After becoming one of the primary “laundromats” for laundering shady capital from Russia, the Latvian banking system is now facing the threat of international isolation.

Due the scandal surrounding the country’s second largest bank, ABLV, which was caught transferring billions of dollars from Russia and former Soviet states into offshore accounts, Latvia risks being blacklisted by the FATF, observed the US ambassador to the country, Andris Teikmanis.

This blacklist includes governments that tolerate significant infringements with respect to the legalization of illicit funds. If the country does end up being blacklisted, Latvian residents will face payment problems around the world, Teikmanis warned.

“The fact that your credit card is not accepted in Germany will be the least of your worries,” the ambassador said in an interview on Latvian TV.

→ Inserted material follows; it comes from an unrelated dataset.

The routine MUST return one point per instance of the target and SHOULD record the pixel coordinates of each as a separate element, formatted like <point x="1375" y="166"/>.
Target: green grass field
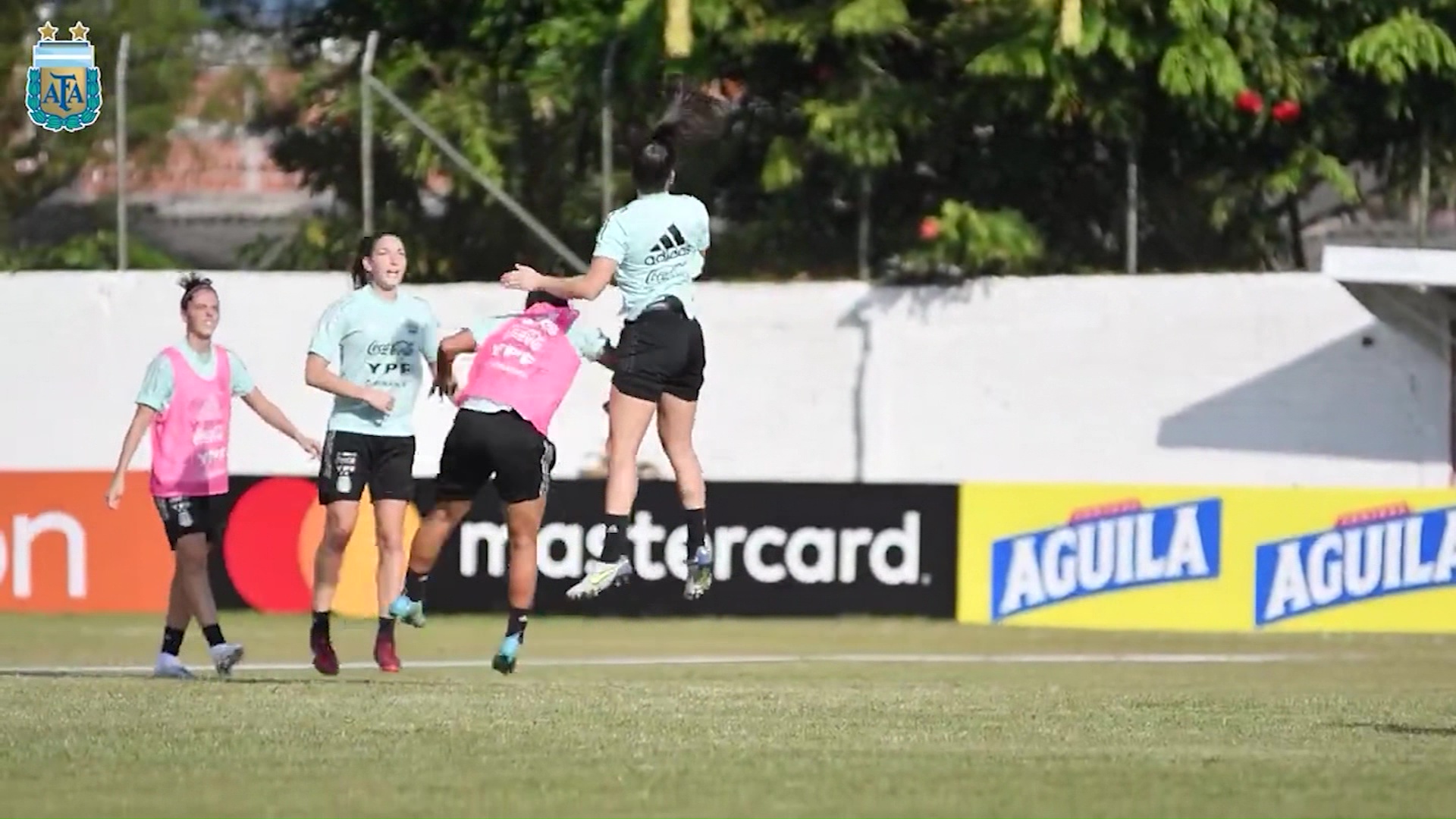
<point x="1003" y="725"/>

The problems will be faced not just by physical entities, but by the entire economy. “Our exports will decline, because the transactions to pay for shipments will become difficult. This will affect our economy extremely severely,” Teikmanis said.

Moneyval, the Council of Europe’s committee of experts on anti-money laundering measures, has given Latvia half a year to bring an end to the shady operations and “set the financial sector strait”.

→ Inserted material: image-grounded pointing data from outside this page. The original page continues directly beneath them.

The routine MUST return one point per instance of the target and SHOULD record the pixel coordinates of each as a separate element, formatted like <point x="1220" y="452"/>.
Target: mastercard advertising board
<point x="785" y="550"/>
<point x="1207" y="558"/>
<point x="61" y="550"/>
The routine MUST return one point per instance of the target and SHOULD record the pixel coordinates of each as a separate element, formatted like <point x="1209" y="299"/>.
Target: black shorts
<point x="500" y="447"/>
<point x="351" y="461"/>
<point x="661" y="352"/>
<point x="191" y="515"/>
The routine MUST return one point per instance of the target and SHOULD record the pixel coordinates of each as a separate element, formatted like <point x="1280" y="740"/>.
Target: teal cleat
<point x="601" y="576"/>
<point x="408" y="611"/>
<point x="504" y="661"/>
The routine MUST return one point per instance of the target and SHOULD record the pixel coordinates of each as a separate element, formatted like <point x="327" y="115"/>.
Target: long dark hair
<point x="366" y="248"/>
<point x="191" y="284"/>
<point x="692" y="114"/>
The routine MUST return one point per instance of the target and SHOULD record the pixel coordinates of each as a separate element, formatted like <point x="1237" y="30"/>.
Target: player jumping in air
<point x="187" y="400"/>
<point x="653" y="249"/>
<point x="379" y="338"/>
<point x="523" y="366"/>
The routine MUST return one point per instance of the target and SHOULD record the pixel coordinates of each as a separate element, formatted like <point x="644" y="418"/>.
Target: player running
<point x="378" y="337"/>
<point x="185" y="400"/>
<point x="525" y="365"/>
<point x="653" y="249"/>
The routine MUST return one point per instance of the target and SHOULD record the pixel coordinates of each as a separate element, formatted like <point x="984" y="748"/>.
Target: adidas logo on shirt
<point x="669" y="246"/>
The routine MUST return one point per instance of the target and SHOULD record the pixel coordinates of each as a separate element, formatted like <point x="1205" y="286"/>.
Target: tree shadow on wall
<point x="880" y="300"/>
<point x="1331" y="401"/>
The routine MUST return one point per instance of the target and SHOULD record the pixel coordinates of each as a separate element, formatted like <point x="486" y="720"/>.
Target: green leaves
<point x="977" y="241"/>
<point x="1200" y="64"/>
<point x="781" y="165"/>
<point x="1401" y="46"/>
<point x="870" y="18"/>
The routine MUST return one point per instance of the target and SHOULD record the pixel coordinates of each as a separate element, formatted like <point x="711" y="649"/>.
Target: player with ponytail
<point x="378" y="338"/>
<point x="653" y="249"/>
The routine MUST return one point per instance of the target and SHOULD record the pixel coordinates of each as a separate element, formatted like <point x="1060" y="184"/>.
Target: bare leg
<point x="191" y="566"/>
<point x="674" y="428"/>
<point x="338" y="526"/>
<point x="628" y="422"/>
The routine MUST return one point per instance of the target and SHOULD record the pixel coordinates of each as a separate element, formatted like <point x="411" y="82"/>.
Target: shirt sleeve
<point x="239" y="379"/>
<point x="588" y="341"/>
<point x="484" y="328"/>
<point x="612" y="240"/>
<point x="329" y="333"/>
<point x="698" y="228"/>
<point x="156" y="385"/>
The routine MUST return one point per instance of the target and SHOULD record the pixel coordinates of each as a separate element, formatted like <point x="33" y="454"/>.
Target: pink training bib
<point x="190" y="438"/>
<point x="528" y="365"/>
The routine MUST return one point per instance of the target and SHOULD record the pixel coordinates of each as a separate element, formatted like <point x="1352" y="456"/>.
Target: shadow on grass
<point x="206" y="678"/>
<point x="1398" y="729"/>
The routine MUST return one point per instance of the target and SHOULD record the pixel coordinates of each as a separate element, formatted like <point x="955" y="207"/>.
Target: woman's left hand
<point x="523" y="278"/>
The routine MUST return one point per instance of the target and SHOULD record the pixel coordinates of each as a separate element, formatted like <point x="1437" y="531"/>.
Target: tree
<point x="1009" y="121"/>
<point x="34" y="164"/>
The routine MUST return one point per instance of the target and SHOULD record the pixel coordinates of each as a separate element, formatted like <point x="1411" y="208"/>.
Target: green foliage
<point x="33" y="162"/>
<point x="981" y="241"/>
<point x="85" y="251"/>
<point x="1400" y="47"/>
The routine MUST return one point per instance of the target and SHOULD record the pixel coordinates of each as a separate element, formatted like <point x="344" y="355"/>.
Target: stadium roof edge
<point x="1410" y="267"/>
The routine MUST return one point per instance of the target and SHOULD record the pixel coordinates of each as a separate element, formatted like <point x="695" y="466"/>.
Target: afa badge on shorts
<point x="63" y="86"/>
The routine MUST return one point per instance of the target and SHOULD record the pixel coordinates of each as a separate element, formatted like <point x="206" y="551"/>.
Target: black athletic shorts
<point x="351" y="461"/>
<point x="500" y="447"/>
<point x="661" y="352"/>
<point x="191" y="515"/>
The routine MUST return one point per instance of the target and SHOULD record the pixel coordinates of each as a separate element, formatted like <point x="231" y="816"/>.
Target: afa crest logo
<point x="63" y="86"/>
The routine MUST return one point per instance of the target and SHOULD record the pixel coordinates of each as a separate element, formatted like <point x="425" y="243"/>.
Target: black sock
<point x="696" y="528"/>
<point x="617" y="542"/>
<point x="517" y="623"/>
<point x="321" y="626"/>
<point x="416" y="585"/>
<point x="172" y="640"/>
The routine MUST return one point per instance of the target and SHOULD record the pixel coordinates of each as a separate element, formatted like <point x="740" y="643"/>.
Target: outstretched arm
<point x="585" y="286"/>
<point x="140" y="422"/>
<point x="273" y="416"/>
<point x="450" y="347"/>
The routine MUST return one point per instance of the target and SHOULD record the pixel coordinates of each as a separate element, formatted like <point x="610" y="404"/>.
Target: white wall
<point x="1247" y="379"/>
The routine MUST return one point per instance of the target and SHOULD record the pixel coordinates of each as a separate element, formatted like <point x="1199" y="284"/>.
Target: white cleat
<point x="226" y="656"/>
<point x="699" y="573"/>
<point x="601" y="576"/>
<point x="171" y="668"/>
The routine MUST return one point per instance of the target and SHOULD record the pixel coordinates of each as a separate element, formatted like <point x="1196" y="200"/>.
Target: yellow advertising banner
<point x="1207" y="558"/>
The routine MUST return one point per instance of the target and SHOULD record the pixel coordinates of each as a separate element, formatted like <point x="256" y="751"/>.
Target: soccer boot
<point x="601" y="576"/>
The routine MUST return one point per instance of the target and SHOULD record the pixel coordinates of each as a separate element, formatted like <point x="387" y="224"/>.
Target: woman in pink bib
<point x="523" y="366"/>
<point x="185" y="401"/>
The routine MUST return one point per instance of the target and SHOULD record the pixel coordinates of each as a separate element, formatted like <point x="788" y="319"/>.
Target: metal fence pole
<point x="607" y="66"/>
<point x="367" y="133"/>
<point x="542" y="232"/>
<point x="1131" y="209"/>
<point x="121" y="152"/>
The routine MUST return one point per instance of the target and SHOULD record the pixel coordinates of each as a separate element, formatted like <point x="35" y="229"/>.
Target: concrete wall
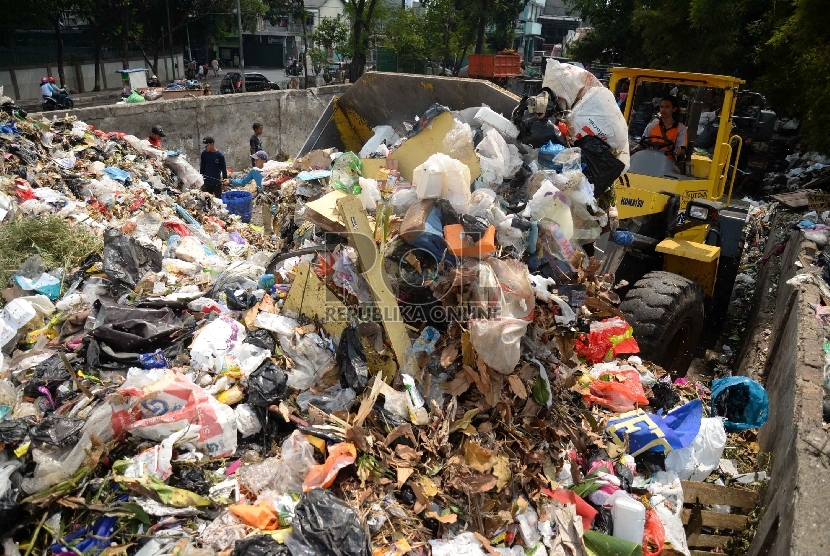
<point x="793" y="522"/>
<point x="287" y="116"/>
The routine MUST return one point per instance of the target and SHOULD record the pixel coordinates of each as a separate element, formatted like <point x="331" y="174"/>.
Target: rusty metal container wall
<point x="380" y="98"/>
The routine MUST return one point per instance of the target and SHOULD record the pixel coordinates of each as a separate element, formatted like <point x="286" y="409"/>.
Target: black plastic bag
<point x="261" y="338"/>
<point x="354" y="369"/>
<point x="13" y="431"/>
<point x="602" y="167"/>
<point x="50" y="373"/>
<point x="663" y="396"/>
<point x="126" y="261"/>
<point x="267" y="385"/>
<point x="57" y="430"/>
<point x="132" y="330"/>
<point x="603" y="522"/>
<point x="260" y="545"/>
<point x="193" y="479"/>
<point x="325" y="524"/>
<point x="239" y="299"/>
<point x="10" y="511"/>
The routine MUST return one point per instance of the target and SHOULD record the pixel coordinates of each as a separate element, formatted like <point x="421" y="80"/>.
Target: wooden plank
<point x="362" y="239"/>
<point x="707" y="493"/>
<point x="310" y="297"/>
<point x="710" y="541"/>
<point x="718" y="520"/>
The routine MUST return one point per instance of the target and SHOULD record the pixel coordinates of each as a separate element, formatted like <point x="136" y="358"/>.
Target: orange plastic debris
<point x="322" y="476"/>
<point x="461" y="247"/>
<point x="259" y="516"/>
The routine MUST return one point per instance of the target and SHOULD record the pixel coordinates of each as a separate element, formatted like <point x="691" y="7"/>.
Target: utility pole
<point x="241" y="55"/>
<point x="170" y="37"/>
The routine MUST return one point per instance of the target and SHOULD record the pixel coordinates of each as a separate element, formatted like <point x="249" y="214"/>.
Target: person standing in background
<point x="213" y="168"/>
<point x="155" y="136"/>
<point x="256" y="143"/>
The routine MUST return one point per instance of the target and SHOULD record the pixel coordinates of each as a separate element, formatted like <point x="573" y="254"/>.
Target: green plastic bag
<point x="345" y="173"/>
<point x="135" y="97"/>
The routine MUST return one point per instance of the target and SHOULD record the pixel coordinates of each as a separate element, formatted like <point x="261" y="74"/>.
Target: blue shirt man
<point x="213" y="168"/>
<point x="255" y="173"/>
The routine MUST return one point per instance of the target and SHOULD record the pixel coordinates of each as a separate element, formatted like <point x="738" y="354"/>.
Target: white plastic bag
<point x="465" y="544"/>
<point x="597" y="114"/>
<point x="458" y="142"/>
<point x="455" y="180"/>
<point x="697" y="461"/>
<point x="498" y="160"/>
<point x="369" y="193"/>
<point x="384" y="134"/>
<point x="667" y="500"/>
<point x="218" y="339"/>
<point x="569" y="82"/>
<point x="247" y="422"/>
<point x="498" y="341"/>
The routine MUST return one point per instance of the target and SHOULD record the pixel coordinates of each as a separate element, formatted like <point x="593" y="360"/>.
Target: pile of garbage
<point x="377" y="367"/>
<point x="805" y="170"/>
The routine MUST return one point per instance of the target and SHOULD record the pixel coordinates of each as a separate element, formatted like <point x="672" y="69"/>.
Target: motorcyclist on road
<point x="45" y="89"/>
<point x="57" y="93"/>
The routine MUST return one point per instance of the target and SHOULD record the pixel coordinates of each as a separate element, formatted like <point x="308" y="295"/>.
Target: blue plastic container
<point x="239" y="203"/>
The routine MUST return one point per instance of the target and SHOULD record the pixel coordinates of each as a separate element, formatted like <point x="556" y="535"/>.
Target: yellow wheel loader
<point x="680" y="239"/>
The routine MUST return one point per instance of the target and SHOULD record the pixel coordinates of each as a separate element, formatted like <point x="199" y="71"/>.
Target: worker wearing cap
<point x="213" y="168"/>
<point x="155" y="136"/>
<point x="255" y="173"/>
<point x="45" y="89"/>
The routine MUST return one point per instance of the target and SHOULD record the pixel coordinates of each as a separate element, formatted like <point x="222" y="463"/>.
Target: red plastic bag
<point x="177" y="228"/>
<point x="654" y="536"/>
<point x="618" y="391"/>
<point x="606" y="340"/>
<point x="583" y="508"/>
<point x="322" y="476"/>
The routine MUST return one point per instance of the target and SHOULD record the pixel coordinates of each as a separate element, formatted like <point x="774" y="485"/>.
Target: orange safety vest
<point x="662" y="132"/>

In the third quarter, the country will be visited by a delegation from Moneyval, which will assess the progress in conjunction with the Financial Action Task Force (FATF). If it is found to be inadequate, Latvia will officially be given the status of “gray zone” at a plenary FATF session in February 2020.

Unfortunately, it is unlikely that Latvia will be able to meet all the demands in time, laments Ilze Znotina, head of the Latvian Control Service for Combating the Legalization of Illicit Proceeds.

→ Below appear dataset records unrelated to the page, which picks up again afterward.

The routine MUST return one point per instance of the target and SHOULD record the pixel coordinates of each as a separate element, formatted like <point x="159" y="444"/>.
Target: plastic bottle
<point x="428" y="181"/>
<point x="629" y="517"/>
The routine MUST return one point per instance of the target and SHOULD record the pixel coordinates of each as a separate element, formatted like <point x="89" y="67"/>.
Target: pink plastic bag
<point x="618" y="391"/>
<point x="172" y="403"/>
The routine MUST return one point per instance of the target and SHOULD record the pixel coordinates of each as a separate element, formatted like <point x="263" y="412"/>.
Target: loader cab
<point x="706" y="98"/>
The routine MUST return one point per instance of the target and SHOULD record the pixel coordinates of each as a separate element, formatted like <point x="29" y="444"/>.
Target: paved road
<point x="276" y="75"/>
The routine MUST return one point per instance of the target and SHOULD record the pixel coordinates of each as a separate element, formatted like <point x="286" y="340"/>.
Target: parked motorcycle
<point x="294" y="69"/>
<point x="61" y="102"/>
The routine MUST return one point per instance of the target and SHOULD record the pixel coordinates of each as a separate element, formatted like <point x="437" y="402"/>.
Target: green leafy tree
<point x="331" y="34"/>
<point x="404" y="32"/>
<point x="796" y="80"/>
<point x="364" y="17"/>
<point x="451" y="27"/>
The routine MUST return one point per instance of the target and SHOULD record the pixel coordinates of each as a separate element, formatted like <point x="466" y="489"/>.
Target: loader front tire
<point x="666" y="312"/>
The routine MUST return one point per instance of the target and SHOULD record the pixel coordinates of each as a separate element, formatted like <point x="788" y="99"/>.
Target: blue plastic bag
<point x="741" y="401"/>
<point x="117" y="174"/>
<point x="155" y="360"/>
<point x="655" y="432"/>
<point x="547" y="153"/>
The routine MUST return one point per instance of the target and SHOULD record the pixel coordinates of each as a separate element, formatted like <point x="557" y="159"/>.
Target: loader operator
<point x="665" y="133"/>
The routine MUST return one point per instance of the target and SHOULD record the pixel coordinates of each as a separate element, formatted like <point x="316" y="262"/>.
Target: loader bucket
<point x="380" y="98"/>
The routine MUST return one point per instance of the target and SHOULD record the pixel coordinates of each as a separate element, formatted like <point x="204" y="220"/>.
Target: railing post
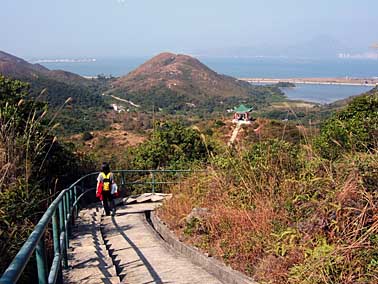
<point x="40" y="253"/>
<point x="62" y="230"/>
<point x="56" y="234"/>
<point x="66" y="221"/>
<point x="75" y="199"/>
<point x="123" y="182"/>
<point x="153" y="182"/>
<point x="70" y="202"/>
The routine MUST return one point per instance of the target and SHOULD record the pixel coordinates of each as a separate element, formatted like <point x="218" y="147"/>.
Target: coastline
<point x="369" y="82"/>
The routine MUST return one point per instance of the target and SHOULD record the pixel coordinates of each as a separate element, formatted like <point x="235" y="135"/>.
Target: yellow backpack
<point x="107" y="181"/>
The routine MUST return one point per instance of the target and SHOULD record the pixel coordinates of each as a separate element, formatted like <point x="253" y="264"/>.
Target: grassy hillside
<point x="290" y="209"/>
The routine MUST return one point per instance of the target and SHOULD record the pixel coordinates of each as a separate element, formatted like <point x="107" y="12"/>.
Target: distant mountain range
<point x="12" y="66"/>
<point x="59" y="86"/>
<point x="168" y="81"/>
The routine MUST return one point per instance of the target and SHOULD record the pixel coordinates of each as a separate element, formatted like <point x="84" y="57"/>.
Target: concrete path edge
<point x="222" y="272"/>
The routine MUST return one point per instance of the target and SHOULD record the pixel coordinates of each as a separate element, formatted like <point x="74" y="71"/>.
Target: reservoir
<point x="323" y="93"/>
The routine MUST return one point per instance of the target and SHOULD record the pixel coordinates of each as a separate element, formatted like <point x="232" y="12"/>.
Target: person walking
<point x="105" y="181"/>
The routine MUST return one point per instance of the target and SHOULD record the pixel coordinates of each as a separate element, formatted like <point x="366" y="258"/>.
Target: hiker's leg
<point x="106" y="202"/>
<point x="112" y="203"/>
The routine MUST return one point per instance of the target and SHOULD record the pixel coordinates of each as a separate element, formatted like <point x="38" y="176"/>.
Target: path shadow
<point x="156" y="278"/>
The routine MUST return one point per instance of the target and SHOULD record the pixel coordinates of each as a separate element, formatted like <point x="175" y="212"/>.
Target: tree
<point x="355" y="128"/>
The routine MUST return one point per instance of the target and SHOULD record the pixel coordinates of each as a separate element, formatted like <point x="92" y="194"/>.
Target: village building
<point x="242" y="114"/>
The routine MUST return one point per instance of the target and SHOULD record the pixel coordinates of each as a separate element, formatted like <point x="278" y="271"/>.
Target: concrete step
<point x="105" y="280"/>
<point x="83" y="261"/>
<point x="79" y="275"/>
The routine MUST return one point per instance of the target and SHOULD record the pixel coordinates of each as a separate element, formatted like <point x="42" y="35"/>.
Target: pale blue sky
<point x="98" y="28"/>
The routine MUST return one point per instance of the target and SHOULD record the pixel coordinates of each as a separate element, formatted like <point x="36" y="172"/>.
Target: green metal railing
<point x="61" y="215"/>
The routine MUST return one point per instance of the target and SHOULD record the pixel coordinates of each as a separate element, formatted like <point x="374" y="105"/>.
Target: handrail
<point x="61" y="214"/>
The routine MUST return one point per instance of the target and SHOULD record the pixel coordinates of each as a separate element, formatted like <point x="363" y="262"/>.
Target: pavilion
<point x="242" y="114"/>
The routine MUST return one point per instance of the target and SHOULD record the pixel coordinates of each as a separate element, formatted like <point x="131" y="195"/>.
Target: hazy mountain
<point x="14" y="67"/>
<point x="169" y="79"/>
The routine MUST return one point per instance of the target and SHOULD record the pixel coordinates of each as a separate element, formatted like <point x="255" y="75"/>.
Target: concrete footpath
<point x="125" y="249"/>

“We are far from being able to say yes. Unfortunately, at present it’s fifty-fifty,” she said: the situation is made more complicated by political uncertainty, and foreign partners are concerned by delays in the formation of the new government and its lack of clear priorities.

The scandal surrounding ABLV emerged in February, when the US Financial Crimes Enforcement Network announced that the bank had been involved in operations to launder money from Russia, Ukraine and Azerbaijan.

The bank was accused of “transferring through fictitious companies billions of dollars acquired through corruption and the seizure of assets” and of money-laundering becoming the basis of its business.

For more than two decades, Latvian banks have been the bridgehead for capital movement from former Soviet states into the EU, but the largest growth in the number of Russian clients took place at the start of the 2010s, explains the director of Infinity Group’s international tax planning department.

The first wave was when Latvia started issuing residence permits in connection with its investment program, and the second was after the banking crisis in Cyprus in 2013.

As a result, by the start of 2016, a country with a population six times smaller than Moscow’s and a 0.03% share of the world’s GDP conducted 1% of all dollar transactions in the world.